Using Group Policy Preferences to Manage Local Admin Groups
NOTE: See the Use Group Policy to remove local admin rights (then Endpoint Policy Manager to enable Least Privilege) video for an overview of using Group Policy preference with Endpoint Policy Manager Least Privilege Manager.
Endpoint Policy ManagerLeast Privilege Manager is built on the principle of stripping local admin rights for standard users and then giving them the exact privileges they need to do their jobs. To fully utilize this strategy, you may need to start with a clean slate concerning the membership of your Windows local admin groups. Before we do that, you should first confirm who the members of your Domain Admins group are and make sure that no one is listed there who shouldn't be there. If so, remove those accounts immediately.
NOTE: Doing this will create the need to do some cleanup in the local admins group on each computer.
Now let's move on to local admin groups. You can easily do this by creating a GPO, going to Computer Configuration > Preferences > Control Panel Settings > Local Users and Groups and select Local Group .
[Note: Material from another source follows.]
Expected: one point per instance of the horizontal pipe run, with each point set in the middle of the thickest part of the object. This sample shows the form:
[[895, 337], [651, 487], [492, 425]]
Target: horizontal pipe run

Next, you’ll use the Update action which has been selected by default along with the check box to Delete all member users. You may also want to select Delete all member groups as well. The first check box setting will delete any existing user members, including those remnant accounts that were left after cleaning up the domain admins group in the prior step. This cleans out everyone, which means you have to add back the accounts you want. Remember that you don't want to allocate local admin groups to standard users, so only the domain admins group and the local admin user account should be members. This is achieved by clicking the Add button and selecting them.
Once the policy is deployed, you will have removed all non-privileged users from the local admins group of all targeted desktops.